A Amazônia não é uma coisa só: são pelo menos quatro Amazônias coexistindo, que exigem políticas específicas, segundo análise da iniciativa Uma Concertação pela Amazônia: há a Amazônia que concentra áreas de florestas bem conservadas, que demanda a manutenção de sua biodiversidade intacta; a Amazônia das áreas já convertidas em outros usos, que precisam de ferramentas de rastreabilidade de seus produtos para reduzir as externalidades negativas; a Amazônia das áreas de transição, que devem passar por contenção do desmatamento e regeneração dos ecossistemas; e a Amazônia urbana, que demanda políticas para sanar, de forma sustentável, os desafios de infraestrutura, saneamento, mobilidade e circularidade.

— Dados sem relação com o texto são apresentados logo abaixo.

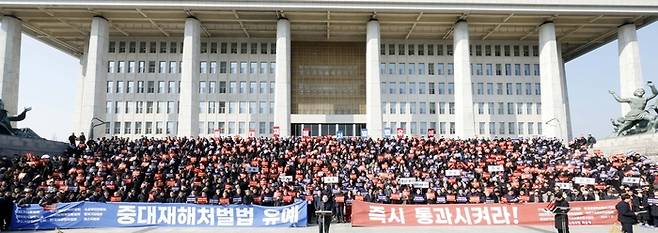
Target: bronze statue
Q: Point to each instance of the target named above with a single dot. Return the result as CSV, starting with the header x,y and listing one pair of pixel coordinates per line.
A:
x,y
638,119
5,123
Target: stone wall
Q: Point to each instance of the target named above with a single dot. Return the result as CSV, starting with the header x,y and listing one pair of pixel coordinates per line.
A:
x,y
10,146
646,144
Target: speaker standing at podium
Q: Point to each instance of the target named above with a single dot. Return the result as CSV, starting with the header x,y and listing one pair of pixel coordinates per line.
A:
x,y
325,205
560,207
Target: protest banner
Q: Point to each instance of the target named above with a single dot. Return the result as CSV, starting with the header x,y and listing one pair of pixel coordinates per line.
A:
x,y
378,215
124,214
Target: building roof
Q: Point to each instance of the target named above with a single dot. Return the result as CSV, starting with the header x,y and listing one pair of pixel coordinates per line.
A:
x,y
581,25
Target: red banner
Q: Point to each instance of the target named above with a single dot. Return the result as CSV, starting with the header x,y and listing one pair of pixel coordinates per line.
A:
x,y
366,214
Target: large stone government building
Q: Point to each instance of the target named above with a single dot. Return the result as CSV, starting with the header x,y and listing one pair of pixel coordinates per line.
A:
x,y
468,68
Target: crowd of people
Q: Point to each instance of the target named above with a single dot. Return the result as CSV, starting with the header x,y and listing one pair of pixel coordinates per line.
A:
x,y
279,171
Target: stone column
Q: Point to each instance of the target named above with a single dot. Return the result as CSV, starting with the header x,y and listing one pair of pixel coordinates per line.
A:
x,y
79,85
10,59
95,78
553,87
464,119
373,81
282,78
630,70
565,93
188,118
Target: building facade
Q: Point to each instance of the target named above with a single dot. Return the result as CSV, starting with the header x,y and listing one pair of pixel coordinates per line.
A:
x,y
298,68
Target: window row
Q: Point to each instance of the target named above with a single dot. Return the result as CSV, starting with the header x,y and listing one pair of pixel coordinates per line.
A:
x,y
448,128
477,69
240,107
512,128
442,108
177,47
442,88
169,127
210,87
447,50
140,128
173,67
233,128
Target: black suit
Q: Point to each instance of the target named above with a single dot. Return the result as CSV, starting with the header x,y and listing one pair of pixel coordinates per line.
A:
x,y
561,217
625,216
326,206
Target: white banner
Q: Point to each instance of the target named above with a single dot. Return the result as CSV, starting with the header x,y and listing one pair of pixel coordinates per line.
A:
x,y
330,179
422,184
584,180
454,172
631,180
564,185
406,181
285,178
496,168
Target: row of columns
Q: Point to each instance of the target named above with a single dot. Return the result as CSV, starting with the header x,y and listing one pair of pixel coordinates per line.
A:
x,y
92,97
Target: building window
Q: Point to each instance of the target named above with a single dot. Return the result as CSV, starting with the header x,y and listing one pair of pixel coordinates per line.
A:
x,y
151,66
223,48
150,87
234,48
222,87
131,67
203,48
203,67
162,67
243,48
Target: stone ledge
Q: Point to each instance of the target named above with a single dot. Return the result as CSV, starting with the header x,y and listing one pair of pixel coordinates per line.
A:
x,y
11,145
646,144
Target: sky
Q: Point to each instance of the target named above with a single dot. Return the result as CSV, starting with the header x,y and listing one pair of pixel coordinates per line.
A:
x,y
47,84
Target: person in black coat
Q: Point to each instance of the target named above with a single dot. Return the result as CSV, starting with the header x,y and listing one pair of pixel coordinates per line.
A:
x,y
325,204
625,214
653,208
559,207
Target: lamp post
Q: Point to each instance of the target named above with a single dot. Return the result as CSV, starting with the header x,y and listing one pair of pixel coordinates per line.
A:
x,y
91,134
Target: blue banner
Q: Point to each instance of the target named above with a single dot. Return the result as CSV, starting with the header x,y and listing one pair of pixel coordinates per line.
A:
x,y
126,214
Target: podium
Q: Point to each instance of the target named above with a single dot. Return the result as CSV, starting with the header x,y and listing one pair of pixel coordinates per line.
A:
x,y
558,211
321,215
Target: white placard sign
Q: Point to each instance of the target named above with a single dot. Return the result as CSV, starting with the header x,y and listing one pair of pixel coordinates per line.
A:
x,y
407,181
454,172
564,185
631,180
330,179
584,180
285,178
421,184
496,168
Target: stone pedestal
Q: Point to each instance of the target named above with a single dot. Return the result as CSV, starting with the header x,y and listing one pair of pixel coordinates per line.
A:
x,y
10,146
645,144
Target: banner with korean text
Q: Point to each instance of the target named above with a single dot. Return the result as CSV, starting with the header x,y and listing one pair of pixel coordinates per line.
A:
x,y
125,214
366,214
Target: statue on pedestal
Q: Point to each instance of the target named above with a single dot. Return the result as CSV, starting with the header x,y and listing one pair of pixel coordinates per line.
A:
x,y
639,119
5,123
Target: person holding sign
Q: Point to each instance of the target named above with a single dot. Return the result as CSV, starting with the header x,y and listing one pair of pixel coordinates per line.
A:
x,y
653,208
625,214
324,220
560,207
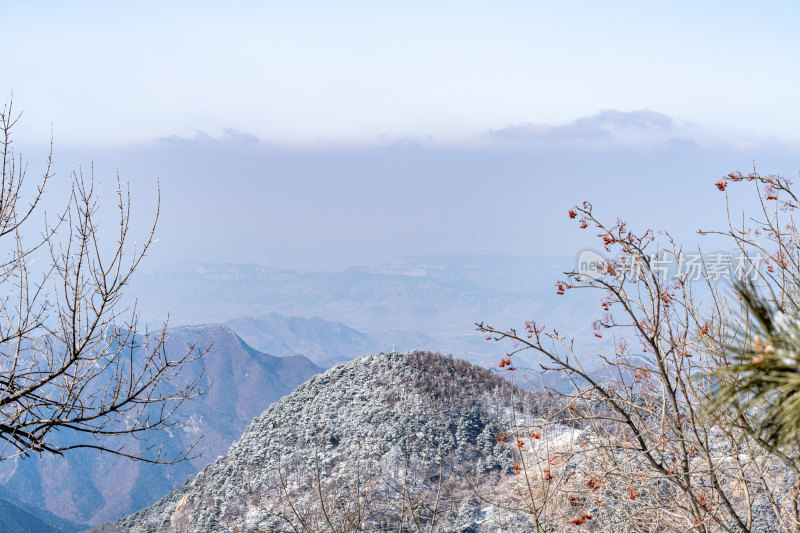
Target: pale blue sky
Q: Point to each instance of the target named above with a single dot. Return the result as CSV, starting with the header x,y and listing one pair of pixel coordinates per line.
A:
x,y
115,72
327,134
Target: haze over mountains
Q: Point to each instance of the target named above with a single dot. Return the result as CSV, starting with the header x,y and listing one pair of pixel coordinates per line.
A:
x,y
429,302
271,329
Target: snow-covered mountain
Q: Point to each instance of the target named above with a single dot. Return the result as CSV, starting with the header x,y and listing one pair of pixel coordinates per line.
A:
x,y
358,440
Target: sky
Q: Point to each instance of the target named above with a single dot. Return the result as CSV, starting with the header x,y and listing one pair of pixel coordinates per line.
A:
x,y
327,134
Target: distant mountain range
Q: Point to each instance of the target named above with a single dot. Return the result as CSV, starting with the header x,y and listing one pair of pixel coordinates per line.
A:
x,y
430,302
88,487
307,321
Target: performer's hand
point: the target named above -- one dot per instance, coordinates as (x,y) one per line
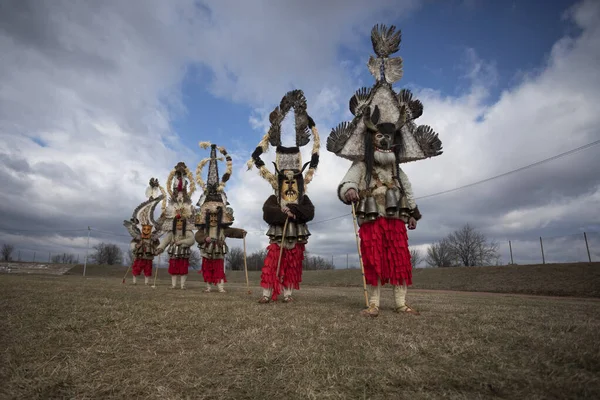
(412,223)
(351,195)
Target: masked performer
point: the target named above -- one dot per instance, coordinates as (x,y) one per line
(145,242)
(177,221)
(381,136)
(214,219)
(289,209)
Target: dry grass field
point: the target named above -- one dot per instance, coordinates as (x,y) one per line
(69,337)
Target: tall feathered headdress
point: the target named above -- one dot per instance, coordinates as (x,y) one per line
(214,189)
(180,178)
(381,105)
(288,158)
(144,213)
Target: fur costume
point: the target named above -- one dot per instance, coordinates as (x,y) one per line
(214,218)
(289,209)
(145,240)
(381,136)
(177,220)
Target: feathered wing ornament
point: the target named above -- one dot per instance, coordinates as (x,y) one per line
(304,126)
(413,142)
(143,214)
(132,228)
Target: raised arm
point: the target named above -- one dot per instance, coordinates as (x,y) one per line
(351,180)
(414,209)
(304,212)
(272,213)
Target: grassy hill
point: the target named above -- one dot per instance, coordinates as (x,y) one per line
(573,279)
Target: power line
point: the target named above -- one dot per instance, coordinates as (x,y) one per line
(535,164)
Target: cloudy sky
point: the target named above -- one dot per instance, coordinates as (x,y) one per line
(97,97)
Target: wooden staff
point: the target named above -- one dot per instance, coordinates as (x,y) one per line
(362,267)
(246,267)
(281,248)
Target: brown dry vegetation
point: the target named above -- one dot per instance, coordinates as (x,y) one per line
(575,279)
(94,338)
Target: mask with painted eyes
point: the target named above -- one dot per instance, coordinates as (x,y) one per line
(213,219)
(146,231)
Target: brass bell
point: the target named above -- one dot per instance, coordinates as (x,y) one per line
(292,231)
(360,210)
(371,211)
(391,202)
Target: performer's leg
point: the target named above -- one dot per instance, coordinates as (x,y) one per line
(183,279)
(147,271)
(373,309)
(268,279)
(400,300)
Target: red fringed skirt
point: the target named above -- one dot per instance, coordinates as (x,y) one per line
(179,266)
(290,269)
(213,270)
(384,248)
(140,265)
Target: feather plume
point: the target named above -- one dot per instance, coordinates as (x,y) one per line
(315,152)
(428,140)
(359,100)
(392,69)
(374,66)
(385,41)
(416,107)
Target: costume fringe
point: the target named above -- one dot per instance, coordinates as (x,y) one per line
(179,266)
(384,248)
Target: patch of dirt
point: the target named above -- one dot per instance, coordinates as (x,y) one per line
(27,268)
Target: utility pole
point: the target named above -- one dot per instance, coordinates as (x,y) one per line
(86,251)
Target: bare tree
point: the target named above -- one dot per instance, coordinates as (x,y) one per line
(107,254)
(416,257)
(471,248)
(65,258)
(235,259)
(195,258)
(256,260)
(440,255)
(315,263)
(7,250)
(129,257)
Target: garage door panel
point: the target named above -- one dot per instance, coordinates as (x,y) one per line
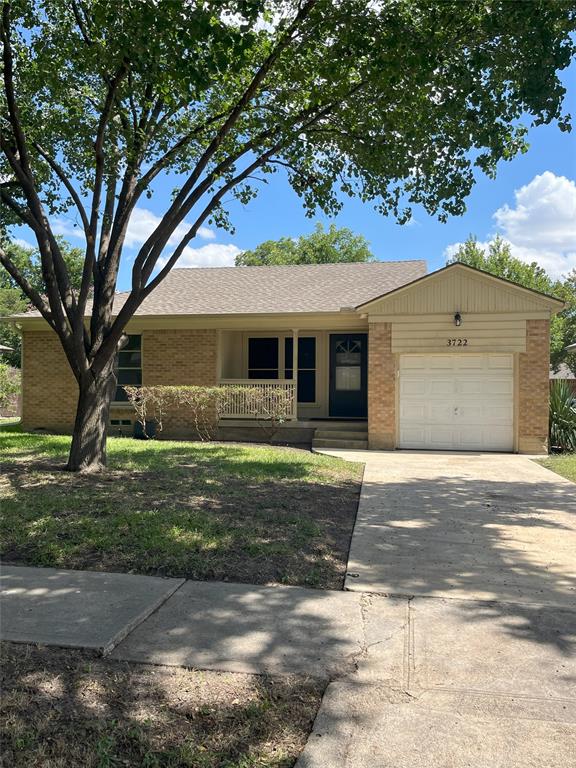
(469,362)
(440,413)
(415,437)
(440,387)
(484,385)
(416,413)
(457,401)
(413,387)
(441,362)
(502,362)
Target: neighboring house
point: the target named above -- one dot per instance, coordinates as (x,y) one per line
(457,359)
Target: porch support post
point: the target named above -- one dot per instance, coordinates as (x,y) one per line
(295,370)
(218,356)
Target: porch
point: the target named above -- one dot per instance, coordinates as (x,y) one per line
(323,373)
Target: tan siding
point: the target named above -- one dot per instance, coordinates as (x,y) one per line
(425,335)
(458,291)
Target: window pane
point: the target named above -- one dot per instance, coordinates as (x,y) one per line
(130,359)
(134,341)
(120,396)
(306,352)
(262,373)
(129,376)
(348,377)
(306,386)
(263,353)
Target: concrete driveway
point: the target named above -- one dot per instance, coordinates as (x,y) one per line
(481,550)
(469,526)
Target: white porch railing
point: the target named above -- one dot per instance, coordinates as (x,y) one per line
(240,404)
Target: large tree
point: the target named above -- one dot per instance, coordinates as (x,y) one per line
(395,102)
(337,245)
(12,297)
(497,259)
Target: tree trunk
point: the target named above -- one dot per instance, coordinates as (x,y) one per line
(88,449)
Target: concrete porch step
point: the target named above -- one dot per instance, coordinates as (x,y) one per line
(341,434)
(343,443)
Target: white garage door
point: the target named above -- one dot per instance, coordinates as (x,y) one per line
(457,402)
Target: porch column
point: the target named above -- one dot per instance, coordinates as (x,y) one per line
(295,369)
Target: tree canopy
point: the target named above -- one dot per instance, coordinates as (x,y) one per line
(397,102)
(13,299)
(319,247)
(497,259)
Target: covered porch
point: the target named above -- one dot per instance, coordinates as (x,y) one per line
(323,372)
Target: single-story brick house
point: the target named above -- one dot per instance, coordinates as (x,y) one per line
(380,354)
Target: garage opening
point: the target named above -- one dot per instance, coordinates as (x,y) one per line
(461,402)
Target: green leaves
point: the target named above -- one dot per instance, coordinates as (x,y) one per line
(320,247)
(562,416)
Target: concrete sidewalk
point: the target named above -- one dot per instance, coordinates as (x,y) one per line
(437,683)
(208,625)
(76,609)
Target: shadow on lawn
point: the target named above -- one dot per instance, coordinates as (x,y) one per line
(67,708)
(201,521)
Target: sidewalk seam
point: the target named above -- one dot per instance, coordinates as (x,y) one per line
(128,628)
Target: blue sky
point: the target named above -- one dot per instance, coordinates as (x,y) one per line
(532,203)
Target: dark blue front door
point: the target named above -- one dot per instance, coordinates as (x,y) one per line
(349,375)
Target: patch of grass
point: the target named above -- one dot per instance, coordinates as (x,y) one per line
(199,510)
(65,709)
(564,464)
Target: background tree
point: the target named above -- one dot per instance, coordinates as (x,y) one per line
(13,299)
(396,102)
(337,245)
(497,259)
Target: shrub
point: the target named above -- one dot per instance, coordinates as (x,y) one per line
(562,417)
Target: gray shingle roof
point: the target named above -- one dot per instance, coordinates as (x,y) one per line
(272,290)
(282,289)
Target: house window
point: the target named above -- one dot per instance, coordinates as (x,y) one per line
(128,367)
(306,366)
(263,358)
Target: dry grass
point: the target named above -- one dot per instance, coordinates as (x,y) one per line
(246,513)
(66,709)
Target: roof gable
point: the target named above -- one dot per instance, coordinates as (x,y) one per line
(460,288)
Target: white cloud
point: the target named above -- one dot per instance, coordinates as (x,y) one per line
(541,225)
(209,255)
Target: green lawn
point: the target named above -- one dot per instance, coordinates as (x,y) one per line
(564,465)
(199,510)
(63,708)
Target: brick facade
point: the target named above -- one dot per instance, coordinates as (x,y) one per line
(174,357)
(179,357)
(50,392)
(534,388)
(49,389)
(381,388)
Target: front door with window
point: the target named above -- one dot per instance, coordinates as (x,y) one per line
(349,375)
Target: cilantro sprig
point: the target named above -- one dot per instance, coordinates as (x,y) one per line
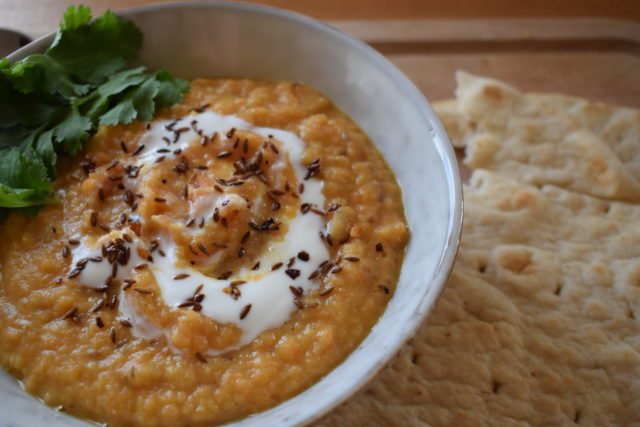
(51,103)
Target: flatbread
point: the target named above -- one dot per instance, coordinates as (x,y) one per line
(546,139)
(540,321)
(537,326)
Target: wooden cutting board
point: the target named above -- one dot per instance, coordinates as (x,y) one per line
(597,59)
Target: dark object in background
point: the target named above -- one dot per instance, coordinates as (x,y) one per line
(11,41)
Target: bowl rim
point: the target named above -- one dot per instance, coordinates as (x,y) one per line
(442,146)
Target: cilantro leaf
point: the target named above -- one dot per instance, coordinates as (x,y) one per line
(51,103)
(93,52)
(23,179)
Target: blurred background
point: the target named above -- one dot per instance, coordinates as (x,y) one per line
(36,17)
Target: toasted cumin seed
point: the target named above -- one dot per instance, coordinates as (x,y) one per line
(112,165)
(203,249)
(99,306)
(113,302)
(292,272)
(74,273)
(245,311)
(71,313)
(326,292)
(125,322)
(295,291)
(193,251)
(201,108)
(329,239)
(141,266)
(138,150)
(225,275)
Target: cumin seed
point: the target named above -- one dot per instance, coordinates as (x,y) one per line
(326,292)
(245,311)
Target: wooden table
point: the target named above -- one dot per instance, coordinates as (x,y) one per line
(36,17)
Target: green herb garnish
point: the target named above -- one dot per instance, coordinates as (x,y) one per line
(51,103)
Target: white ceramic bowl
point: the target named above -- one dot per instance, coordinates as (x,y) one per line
(243,40)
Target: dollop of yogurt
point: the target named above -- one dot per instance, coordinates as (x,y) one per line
(254,298)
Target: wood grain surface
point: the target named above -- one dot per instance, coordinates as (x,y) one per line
(36,17)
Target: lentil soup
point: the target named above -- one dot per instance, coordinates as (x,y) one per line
(204,266)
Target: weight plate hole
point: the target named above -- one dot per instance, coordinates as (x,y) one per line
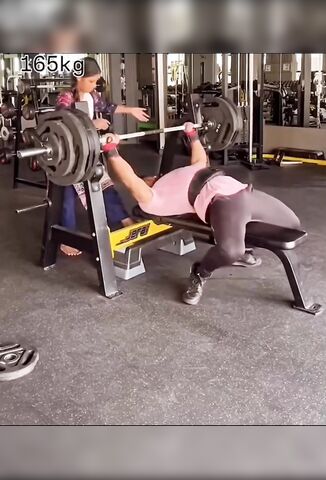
(10,357)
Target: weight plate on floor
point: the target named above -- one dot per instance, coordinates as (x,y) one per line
(16,361)
(70,131)
(225,124)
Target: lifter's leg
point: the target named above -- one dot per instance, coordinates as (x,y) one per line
(268,209)
(228,217)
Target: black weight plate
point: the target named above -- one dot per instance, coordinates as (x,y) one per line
(28,112)
(21,87)
(8,110)
(225,120)
(78,161)
(16,361)
(28,135)
(60,165)
(6,133)
(58,137)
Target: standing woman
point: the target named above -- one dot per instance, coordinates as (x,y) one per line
(84,89)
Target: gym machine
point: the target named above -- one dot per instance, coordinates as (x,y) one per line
(68,149)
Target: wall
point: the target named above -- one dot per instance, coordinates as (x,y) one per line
(294,137)
(209,68)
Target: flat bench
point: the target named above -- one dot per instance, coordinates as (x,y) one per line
(279,240)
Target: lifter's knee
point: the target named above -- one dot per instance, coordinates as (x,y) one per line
(231,252)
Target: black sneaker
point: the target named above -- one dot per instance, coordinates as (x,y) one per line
(248,260)
(195,288)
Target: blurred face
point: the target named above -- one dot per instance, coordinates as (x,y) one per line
(87,84)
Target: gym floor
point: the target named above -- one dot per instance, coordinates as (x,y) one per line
(242,356)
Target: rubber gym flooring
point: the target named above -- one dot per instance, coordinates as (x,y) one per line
(242,356)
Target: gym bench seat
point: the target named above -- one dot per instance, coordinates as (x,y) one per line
(279,240)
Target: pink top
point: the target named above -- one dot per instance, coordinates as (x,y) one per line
(170,193)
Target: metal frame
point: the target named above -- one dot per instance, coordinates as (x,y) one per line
(16,178)
(161,95)
(97,243)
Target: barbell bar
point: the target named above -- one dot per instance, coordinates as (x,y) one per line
(34,152)
(128,136)
(67,145)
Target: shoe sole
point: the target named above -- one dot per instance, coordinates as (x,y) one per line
(191,302)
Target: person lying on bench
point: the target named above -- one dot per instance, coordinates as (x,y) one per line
(219,200)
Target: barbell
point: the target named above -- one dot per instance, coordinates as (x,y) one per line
(67,145)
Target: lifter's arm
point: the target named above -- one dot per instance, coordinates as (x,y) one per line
(141,192)
(198,154)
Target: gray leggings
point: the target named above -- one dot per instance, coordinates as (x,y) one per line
(229,216)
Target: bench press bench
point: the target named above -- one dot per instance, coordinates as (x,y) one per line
(279,240)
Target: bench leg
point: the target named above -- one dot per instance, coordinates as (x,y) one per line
(291,266)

Gerar soluções passa por entender e construir novos modelos de desenvolvimento para a região, com o devido reconhecimento das necessidades das populações amazônicas e suas particularidades. É preciso investir em infraestrutura e geração de energia de fontes renováveis, garantindo o acesso das pessoas aos serviços essenciais – na Amazônia Legal, existem 990 mil pessoas sem eletricidade em suas casas, segundo estudo do Instituto de Energia e Meio Ambiente (Iema). O mesmo vale para a infraestrutura, que deve considerar tecnologias amigáveis ao bioma amazônico, como as soluções baseadas na natureza, especialmente nas cidades.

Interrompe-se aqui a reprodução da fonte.